Everybody knows that the Oklahoma City Thunder are loaded with talent, but consistency has been the issue that has plagued them all year long. Some nights the offense looks like one of the ten best in the NBA, and other nights the defense looks elite, but rarely are the Thunder able to put forth dominating performances on both sides of the court even when playing lesser competition.
However, the few instances when Oklahoma City looked locked in on both offense and defense, shows the potential of this group. The Thunder have been fantastic against some of the toughest competition in the league. They dismantled the Golden State Warriors, won a battle against the Houston Rockets, beat the Toronto Raptors by 17, and got enough key stops early in the game against the Cleveland Cavaliers to win by 24 points.

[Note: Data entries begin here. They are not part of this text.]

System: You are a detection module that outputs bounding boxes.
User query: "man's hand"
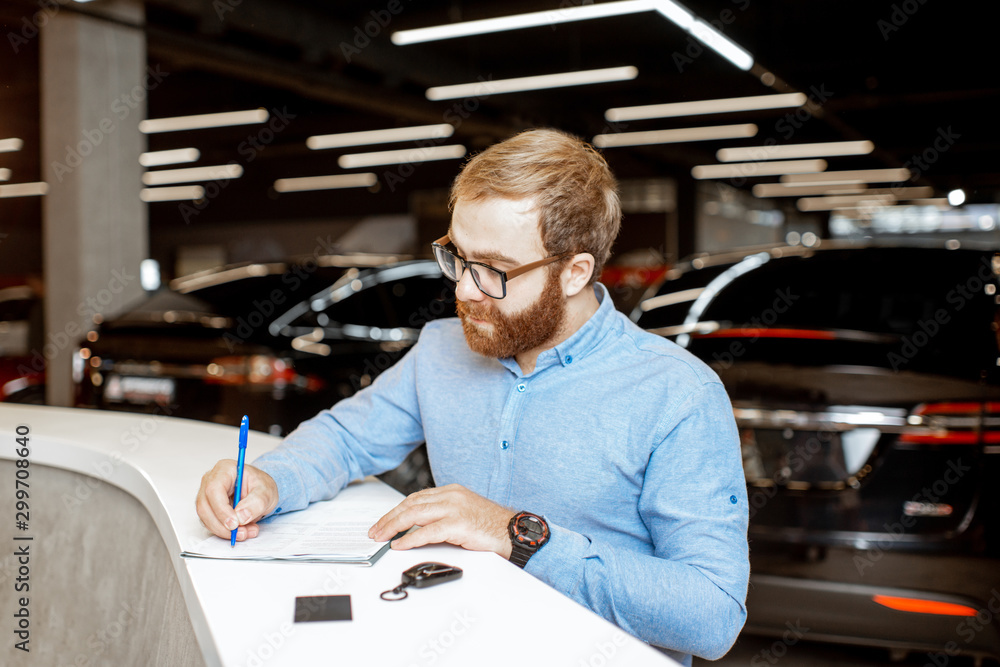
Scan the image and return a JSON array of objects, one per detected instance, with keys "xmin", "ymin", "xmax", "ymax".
[
  {"xmin": 370, "ymin": 484, "xmax": 515, "ymax": 558},
  {"xmin": 195, "ymin": 459, "xmax": 278, "ymax": 542}
]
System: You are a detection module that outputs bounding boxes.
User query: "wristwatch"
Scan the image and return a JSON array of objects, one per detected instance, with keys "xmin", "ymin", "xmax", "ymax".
[{"xmin": 507, "ymin": 512, "xmax": 549, "ymax": 568}]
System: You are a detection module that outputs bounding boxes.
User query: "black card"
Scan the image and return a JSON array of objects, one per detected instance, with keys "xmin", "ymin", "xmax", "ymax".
[{"xmin": 295, "ymin": 595, "xmax": 351, "ymax": 623}]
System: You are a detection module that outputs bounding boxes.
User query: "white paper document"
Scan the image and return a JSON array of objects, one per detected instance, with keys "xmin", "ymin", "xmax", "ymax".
[{"xmin": 181, "ymin": 487, "xmax": 399, "ymax": 565}]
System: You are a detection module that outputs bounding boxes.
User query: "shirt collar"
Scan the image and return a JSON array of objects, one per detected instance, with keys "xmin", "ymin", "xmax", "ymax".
[{"xmin": 499, "ymin": 283, "xmax": 617, "ymax": 375}]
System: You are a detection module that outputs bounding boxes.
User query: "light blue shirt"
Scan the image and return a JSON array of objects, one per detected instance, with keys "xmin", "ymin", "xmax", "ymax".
[{"xmin": 254, "ymin": 284, "xmax": 749, "ymax": 664}]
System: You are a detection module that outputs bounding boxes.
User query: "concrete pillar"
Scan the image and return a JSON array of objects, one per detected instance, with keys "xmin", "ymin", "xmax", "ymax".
[{"xmin": 40, "ymin": 1, "xmax": 148, "ymax": 406}]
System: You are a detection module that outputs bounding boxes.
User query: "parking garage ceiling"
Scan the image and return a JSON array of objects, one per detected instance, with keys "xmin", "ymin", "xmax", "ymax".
[{"xmin": 3, "ymin": 0, "xmax": 1000, "ymax": 230}]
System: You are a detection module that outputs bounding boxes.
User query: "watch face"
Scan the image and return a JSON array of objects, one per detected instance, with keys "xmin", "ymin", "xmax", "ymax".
[{"xmin": 517, "ymin": 516, "xmax": 547, "ymax": 542}]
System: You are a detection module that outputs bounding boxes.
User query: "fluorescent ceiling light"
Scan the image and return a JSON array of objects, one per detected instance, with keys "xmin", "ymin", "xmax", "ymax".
[
  {"xmin": 306, "ymin": 123, "xmax": 455, "ymax": 151},
  {"xmin": 337, "ymin": 145, "xmax": 465, "ymax": 169},
  {"xmin": 781, "ymin": 168, "xmax": 910, "ymax": 185},
  {"xmin": 715, "ymin": 141, "xmax": 875, "ymax": 162},
  {"xmin": 604, "ymin": 93, "xmax": 809, "ymax": 122},
  {"xmin": 139, "ymin": 185, "xmax": 205, "ymax": 202},
  {"xmin": 753, "ymin": 183, "xmax": 865, "ymax": 197},
  {"xmin": 139, "ymin": 148, "xmax": 201, "ymax": 167},
  {"xmin": 681, "ymin": 19, "xmax": 753, "ymax": 72},
  {"xmin": 142, "ymin": 164, "xmax": 243, "ymax": 185},
  {"xmin": 753, "ymin": 183, "xmax": 934, "ymax": 199},
  {"xmin": 274, "ymin": 173, "xmax": 378, "ymax": 192},
  {"xmin": 772, "ymin": 177, "xmax": 868, "ymax": 188},
  {"xmin": 906, "ymin": 197, "xmax": 951, "ymax": 208},
  {"xmin": 0, "ymin": 183, "xmax": 49, "ymax": 199},
  {"xmin": 391, "ymin": 0, "xmax": 657, "ymax": 46},
  {"xmin": 691, "ymin": 160, "xmax": 826, "ymax": 180},
  {"xmin": 653, "ymin": 0, "xmax": 695, "ymax": 32},
  {"xmin": 795, "ymin": 194, "xmax": 896, "ymax": 211},
  {"xmin": 139, "ymin": 109, "xmax": 270, "ymax": 134},
  {"xmin": 594, "ymin": 123, "xmax": 757, "ymax": 148},
  {"xmin": 426, "ymin": 66, "xmax": 639, "ymax": 100}
]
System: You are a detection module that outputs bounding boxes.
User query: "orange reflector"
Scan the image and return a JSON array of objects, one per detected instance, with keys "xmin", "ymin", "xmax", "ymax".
[{"xmin": 872, "ymin": 595, "xmax": 976, "ymax": 616}]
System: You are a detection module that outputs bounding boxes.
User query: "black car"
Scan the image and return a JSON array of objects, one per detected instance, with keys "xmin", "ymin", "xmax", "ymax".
[
  {"xmin": 632, "ymin": 241, "xmax": 1000, "ymax": 664},
  {"xmin": 74, "ymin": 255, "xmax": 454, "ymax": 491}
]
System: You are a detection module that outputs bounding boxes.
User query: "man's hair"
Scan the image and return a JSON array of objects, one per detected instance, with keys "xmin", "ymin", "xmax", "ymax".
[{"xmin": 448, "ymin": 129, "xmax": 622, "ymax": 283}]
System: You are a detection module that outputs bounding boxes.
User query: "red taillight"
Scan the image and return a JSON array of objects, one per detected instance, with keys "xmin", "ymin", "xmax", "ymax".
[
  {"xmin": 899, "ymin": 401, "xmax": 1000, "ymax": 445},
  {"xmin": 872, "ymin": 595, "xmax": 977, "ymax": 616},
  {"xmin": 205, "ymin": 354, "xmax": 323, "ymax": 391}
]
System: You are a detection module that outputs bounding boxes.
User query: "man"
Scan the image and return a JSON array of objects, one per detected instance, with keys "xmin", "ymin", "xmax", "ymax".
[{"xmin": 197, "ymin": 130, "xmax": 749, "ymax": 664}]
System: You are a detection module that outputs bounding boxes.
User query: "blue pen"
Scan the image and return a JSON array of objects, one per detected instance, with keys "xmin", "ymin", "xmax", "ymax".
[{"xmin": 229, "ymin": 415, "xmax": 250, "ymax": 547}]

Overall, they are only 6-5 against the top 4 in the Western Conference and the top 3 of the Eastern Conference, but this record is deceiving. The Minnesota Timberwolves have given the Thunder problems all year and three of Oklahoma City’s losses have come against Minnesota including Andrew Wiggins’ banked in heave at the end of regulation the first time the two teams met. The other two losses came against the San Antonio Spurs and Boston Celtics, two games where the Thunder were up by 15 plus points at one point in the game.
If not for a few Thunder choke jobs and bad luck, the Thunder could be 9-2 against this stiff competition. Obviously, this is not the case, but the fact that they have played these teams tough is promising.

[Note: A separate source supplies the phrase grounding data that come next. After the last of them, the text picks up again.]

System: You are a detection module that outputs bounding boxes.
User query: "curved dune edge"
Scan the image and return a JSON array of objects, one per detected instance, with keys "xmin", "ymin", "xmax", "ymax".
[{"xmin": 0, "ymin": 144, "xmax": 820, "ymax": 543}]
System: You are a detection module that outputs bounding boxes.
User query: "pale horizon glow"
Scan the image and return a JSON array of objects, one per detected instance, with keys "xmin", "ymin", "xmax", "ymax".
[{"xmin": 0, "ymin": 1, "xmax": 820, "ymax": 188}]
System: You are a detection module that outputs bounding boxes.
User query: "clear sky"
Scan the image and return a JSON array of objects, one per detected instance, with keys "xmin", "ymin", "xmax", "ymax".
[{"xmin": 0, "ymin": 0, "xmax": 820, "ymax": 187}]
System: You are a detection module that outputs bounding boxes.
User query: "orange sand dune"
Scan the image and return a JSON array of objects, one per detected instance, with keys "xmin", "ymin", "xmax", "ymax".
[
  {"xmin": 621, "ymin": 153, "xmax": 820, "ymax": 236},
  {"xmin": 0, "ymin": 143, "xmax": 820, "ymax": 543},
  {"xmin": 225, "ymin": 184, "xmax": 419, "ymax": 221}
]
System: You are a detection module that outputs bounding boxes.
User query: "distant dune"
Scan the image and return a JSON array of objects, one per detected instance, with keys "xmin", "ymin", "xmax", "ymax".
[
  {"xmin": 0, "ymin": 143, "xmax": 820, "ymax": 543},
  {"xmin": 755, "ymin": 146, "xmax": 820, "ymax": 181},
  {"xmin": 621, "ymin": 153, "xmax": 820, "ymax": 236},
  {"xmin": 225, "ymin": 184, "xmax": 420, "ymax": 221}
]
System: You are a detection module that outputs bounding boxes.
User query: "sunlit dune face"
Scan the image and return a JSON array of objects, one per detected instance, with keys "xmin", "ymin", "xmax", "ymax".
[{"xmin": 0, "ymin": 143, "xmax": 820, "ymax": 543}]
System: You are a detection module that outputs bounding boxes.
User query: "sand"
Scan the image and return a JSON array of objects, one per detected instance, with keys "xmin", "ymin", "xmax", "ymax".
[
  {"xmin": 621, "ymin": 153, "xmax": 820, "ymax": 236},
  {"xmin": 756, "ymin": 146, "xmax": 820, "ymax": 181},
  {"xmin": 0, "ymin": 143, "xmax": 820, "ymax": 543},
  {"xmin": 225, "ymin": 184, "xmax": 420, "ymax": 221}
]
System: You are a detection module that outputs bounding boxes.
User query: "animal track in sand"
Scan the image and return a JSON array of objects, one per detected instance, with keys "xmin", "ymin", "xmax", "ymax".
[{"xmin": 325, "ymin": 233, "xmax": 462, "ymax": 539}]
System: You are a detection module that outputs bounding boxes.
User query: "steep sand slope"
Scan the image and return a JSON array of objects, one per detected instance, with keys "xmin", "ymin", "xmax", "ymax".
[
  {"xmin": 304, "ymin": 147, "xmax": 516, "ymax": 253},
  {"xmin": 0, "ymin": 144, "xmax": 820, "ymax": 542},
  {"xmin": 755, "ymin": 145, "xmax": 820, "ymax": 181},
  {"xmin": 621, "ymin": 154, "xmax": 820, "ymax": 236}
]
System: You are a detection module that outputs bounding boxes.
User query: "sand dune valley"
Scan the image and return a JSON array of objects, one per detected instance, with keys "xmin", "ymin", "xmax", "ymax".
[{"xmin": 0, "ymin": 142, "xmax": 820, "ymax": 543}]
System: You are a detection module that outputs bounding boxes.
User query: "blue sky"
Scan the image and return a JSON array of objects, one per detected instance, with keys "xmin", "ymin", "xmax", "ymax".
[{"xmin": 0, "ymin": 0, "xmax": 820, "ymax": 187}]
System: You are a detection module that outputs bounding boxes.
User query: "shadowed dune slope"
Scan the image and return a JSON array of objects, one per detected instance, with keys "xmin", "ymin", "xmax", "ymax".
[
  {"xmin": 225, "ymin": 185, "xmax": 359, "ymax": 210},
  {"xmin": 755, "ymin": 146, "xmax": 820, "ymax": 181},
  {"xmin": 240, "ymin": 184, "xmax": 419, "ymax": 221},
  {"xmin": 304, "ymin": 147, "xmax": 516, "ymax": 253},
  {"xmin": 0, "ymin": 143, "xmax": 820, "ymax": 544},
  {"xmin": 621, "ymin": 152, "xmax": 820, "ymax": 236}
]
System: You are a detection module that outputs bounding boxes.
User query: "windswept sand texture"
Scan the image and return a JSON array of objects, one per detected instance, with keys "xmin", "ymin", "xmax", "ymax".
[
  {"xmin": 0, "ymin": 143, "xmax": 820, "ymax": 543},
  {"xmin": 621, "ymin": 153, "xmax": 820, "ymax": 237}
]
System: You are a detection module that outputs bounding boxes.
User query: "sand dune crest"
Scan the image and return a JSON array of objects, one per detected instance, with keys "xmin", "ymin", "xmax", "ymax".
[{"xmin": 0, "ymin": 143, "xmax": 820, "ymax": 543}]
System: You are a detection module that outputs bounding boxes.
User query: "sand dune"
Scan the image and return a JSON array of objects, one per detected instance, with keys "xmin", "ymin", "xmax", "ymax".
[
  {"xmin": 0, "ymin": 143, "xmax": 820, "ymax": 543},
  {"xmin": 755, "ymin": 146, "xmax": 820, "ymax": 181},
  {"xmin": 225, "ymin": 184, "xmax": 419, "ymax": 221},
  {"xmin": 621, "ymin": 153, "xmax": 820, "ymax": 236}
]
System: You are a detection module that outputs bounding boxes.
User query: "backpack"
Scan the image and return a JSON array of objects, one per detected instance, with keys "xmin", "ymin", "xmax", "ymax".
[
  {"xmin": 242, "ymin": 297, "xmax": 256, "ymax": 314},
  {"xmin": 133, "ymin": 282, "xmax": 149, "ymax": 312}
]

Recently as Carmelo Anthony, Russell Westbrook, and Paul George have started to mesh, it has become clear that they have one of the best starting lineups in the NBA right now. George is shooting the lights out of the ball from three-point range this year, and teams have to respect his jumper along with Anthony’s which has opened up the driving lanes for Westbrook. Speaking of Anthony, he has played less isolation ball, so there is more flow to the offense, and he has been more efficient as well.
The issue here is the bench. The Thunder have been susceptible to blowing big leads this year because Oklahoma City’s second unit cannot keep up with other second units in the NBA. It is not a terrible group, but it is a relatively young one. Backup point guard Raymond Felton has been the most consistent player, but rookie Terrance Ferguson and second year player Josh Huestis have struggled to play at a steady level. They have both shown flashes of greatness, especially Ferguson of late, but the Thunder need more from them than just flashes.

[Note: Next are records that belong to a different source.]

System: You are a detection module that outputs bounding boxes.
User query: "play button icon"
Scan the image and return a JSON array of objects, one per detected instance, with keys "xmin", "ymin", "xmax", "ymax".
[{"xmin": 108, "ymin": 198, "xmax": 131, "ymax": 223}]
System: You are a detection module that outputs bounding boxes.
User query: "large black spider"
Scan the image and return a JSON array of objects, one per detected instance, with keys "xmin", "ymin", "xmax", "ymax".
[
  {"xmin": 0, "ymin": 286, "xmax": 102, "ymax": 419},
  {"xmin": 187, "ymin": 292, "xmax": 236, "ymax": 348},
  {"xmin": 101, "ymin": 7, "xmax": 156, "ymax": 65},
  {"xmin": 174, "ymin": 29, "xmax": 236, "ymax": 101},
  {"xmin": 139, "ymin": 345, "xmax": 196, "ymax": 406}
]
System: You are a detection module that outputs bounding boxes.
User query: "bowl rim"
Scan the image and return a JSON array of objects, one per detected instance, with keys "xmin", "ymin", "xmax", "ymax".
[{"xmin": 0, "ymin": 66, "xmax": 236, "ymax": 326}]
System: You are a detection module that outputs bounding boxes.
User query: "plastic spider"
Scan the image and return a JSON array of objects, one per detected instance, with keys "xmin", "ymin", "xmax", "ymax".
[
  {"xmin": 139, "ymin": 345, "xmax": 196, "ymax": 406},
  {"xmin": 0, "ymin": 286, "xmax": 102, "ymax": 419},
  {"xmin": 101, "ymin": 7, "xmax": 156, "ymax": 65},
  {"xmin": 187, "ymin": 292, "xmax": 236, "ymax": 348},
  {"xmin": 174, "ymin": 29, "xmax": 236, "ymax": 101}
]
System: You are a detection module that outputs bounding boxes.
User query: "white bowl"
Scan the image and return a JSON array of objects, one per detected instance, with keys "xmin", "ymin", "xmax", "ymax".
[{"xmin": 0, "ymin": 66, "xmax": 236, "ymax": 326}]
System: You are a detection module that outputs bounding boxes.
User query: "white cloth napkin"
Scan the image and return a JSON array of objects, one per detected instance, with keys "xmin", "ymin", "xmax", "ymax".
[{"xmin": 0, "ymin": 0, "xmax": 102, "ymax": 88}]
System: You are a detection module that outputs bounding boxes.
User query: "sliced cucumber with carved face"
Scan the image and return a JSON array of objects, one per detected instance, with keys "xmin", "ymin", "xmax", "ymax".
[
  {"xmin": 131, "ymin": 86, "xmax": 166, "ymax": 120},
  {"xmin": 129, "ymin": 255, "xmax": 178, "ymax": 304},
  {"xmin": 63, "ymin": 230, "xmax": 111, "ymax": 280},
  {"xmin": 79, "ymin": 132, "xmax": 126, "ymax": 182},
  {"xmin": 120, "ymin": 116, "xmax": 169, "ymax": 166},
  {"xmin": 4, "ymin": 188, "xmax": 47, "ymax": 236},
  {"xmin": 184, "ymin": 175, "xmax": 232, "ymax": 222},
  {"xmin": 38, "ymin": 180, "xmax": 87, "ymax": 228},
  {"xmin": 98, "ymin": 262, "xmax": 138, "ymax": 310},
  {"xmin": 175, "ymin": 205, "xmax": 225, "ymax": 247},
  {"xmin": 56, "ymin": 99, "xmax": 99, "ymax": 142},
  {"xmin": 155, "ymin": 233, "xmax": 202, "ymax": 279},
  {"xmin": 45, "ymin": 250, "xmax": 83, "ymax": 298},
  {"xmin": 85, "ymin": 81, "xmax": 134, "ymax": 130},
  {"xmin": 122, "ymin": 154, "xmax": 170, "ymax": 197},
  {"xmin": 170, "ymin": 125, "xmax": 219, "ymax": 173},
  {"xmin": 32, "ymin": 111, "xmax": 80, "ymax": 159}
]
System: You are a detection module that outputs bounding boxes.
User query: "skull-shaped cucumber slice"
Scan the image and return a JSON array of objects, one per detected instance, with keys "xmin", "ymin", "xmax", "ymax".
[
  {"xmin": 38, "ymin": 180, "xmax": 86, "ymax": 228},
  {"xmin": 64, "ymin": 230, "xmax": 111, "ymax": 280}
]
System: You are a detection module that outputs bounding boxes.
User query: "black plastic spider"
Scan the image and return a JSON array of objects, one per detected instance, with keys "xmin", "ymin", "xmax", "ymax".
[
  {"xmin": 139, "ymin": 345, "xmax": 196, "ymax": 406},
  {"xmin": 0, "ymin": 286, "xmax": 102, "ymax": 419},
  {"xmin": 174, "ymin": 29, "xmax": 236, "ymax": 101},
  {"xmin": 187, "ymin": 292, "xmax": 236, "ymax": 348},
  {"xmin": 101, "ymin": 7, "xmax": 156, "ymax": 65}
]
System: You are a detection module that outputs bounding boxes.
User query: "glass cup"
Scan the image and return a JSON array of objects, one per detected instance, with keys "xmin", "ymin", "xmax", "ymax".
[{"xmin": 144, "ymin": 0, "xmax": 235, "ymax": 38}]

Backup big man Patrick Patterson was brought in to space the floor with his shooting, and early in the year he was really struggling to find his shot, but during the past month his shooting percentage from long distance is returning closer and closer to the 40% mark that Thunder fans were expecting from him. If his shot continues to improve, and the younger bench players can become more consistent this unit should be ready for the playoffs.
With all of this being said, the Thunder can absolutely make some noise in the postseason. If they played in the East, I would even consider picking them to make it to the Finals, but because of their struggles early in the year it will be tough for them to even earn a top 4 seed in the West. Their daunting path to the Finals would likely have to go through Minnesota, Golden State, and Houston, but this team is starting to get hot at the right time, and I think they are only going to get hotter as we get closer to playoff time.